RecipeShare: Chicken thighs with apricots and garbanzos
Recipe from Zehorit Heilicher, cook and cooking class instructor in Minneapolis
Serves 4 people
Your gift of $15 buys a family in need groceries to make a healthy meal.
Ingredients
- 1 whole chicken, cut up
- 2 tablespoons olive oil
- 1 medium onion, minced
- 2 tablespoons minced garlic
- 1/2 cup minced dried apricots
- 15 ounces canned garbanzo beans, drained
- 2 teaspoons saffron threads, ground
- 3 cups chicken stock, heated
- 1-cup currants
- 1/2-cup pine nuts
- Salt and pepper
- 1 1/2 cups of long grain rice
Directions
- In a 12″ oven safe sauté pan with cover, heat olive oil. Season the chicken with salt and pepper and brown in the pan uncovered, about 2-3 minutes per side. Set the chicken aside. Heat the oven to 350 degrees F while the chicken is browning.

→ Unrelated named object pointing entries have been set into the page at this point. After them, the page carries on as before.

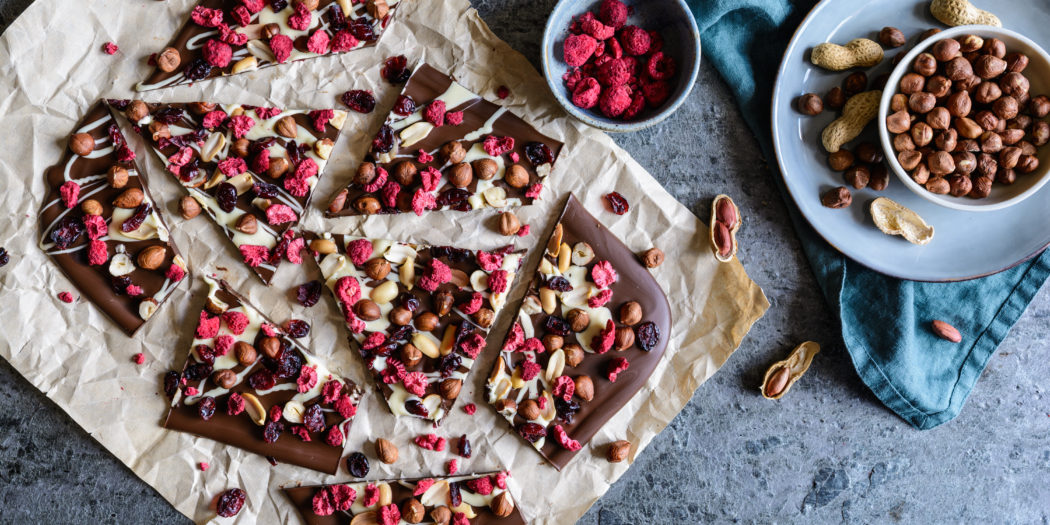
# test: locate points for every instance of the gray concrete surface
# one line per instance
(827, 453)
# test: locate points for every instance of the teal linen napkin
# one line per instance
(885, 321)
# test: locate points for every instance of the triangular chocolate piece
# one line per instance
(101, 227)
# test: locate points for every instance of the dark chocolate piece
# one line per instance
(501, 160)
(335, 504)
(529, 378)
(249, 45)
(244, 161)
(117, 281)
(291, 406)
(418, 315)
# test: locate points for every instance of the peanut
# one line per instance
(962, 13)
(856, 114)
(858, 53)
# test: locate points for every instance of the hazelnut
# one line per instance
(517, 176)
(617, 452)
(368, 310)
(461, 175)
(453, 152)
(82, 144)
(168, 60)
(585, 387)
(485, 168)
(245, 353)
(624, 338)
(404, 172)
(841, 160)
(271, 347)
(225, 378)
(385, 450)
(573, 354)
(811, 104)
(509, 224)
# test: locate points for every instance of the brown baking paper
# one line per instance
(54, 69)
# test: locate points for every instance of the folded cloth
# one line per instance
(885, 321)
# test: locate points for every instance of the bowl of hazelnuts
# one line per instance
(963, 118)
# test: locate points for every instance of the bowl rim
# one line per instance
(555, 88)
(890, 89)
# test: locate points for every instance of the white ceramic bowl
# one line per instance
(1038, 77)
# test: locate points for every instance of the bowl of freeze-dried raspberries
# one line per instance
(621, 65)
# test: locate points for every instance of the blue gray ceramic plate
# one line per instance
(966, 244)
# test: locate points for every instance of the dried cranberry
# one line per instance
(404, 105)
(359, 101)
(197, 372)
(66, 232)
(648, 335)
(227, 196)
(171, 380)
(261, 380)
(558, 326)
(313, 418)
(539, 153)
(463, 446)
(357, 465)
(272, 431)
(309, 293)
(617, 203)
(230, 502)
(206, 407)
(137, 218)
(383, 141)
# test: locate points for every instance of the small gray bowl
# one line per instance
(681, 41)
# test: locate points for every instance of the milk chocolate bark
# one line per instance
(247, 384)
(443, 147)
(230, 37)
(100, 225)
(480, 500)
(418, 315)
(251, 169)
(590, 332)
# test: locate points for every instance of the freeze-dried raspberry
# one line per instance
(280, 213)
(308, 378)
(416, 382)
(240, 125)
(615, 366)
(498, 281)
(496, 146)
(207, 327)
(70, 193)
(318, 42)
(474, 305)
(217, 53)
(587, 92)
(232, 166)
(603, 340)
(437, 273)
(579, 48)
(254, 255)
(281, 46)
(206, 17)
(564, 439)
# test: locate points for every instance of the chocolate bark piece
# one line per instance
(239, 161)
(421, 324)
(530, 374)
(285, 393)
(224, 37)
(509, 171)
(336, 507)
(109, 273)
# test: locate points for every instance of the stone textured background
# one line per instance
(826, 453)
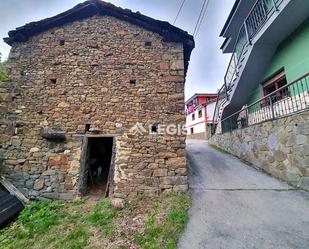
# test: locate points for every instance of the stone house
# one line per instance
(79, 82)
(263, 107)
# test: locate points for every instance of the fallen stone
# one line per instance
(118, 203)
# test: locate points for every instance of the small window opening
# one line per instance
(154, 129)
(148, 44)
(87, 127)
(53, 80)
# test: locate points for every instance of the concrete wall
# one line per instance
(280, 147)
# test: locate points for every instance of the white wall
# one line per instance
(210, 111)
(198, 123)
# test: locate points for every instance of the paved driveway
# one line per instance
(237, 207)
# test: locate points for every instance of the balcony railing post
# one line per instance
(271, 107)
(225, 91)
(247, 118)
(247, 32)
(275, 5)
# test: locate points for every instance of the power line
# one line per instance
(203, 16)
(182, 4)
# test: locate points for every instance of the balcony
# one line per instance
(258, 16)
(268, 23)
(287, 100)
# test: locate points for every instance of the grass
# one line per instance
(145, 222)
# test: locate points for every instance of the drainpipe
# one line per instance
(275, 5)
(247, 32)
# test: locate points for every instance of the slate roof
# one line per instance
(90, 8)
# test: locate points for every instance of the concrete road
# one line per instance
(237, 207)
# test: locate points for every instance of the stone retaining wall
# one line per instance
(280, 147)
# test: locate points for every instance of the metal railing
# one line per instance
(287, 100)
(261, 11)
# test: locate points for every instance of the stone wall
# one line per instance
(97, 71)
(280, 147)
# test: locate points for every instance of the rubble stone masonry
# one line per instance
(100, 71)
(279, 147)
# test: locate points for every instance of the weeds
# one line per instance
(73, 226)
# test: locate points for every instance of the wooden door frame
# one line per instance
(82, 182)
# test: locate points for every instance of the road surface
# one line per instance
(237, 207)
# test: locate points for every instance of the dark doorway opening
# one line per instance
(96, 172)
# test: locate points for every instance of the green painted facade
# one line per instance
(292, 55)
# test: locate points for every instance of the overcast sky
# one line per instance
(207, 65)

- Add the onion, the apricots and garlic to the pan and sauté until fragrant. Add the rice and saffron and sauté for 3 minutes more. Season with salt and pepper and then pour in the hot chicken stock. Stir gently to combine well and then add the garbanzo beans. Bring the mixture to a boil and then lower the heat to simmer, top the rice with the chicken pieces spread out evenly and cover. Place in the oven and bake for 30-40 minutes.
- Check the rice on occasion and add more broth if the rice seems too dry.
- While the chicken is baking, heat a small frying pan over medium heat and add the currants. Pour 2-3 tablespoons of water onto the currants to plump them up and cook until all liquid has evaporated. Add the pine nuts and cook for a couple more minutes until the nuts are lightly browned.
- Before serving, sprinkle the currant-pine nut mixture over the rice and the chicken. Serve hot.
- Alternatives: instead of saffron use 2 teaspoons cumin and 1 teaspoon dried oregano; instead of pine nuts and currants use fresh minced Italian parsley to sprinkle over the chicken.
About the recipe author
Zehorit was born in Israel to a Yemenite immigrant family. Growing up in multi-cultural Givat Olga, she experienced Israel’s rich ethnic diversity through food and celebration. After serving in the Israeli army and attending Tel Aviv University, Zehorit came to Minneapoils to work in a summer camp where she met her husband. Since then Zehorit has been raising her 4 children, teaching cooking classes in both the Jewish and the general communities and volunteering. Zehorit brings to the kitchen her Mediterranean roots, her passion for healthy and flavorful dishes and her love of people and storytelling. Teaching in the Twin cities for the past 10 years, she shares her appreciation for the way in which culture, geography and history shape our food and the way we gather to eat it.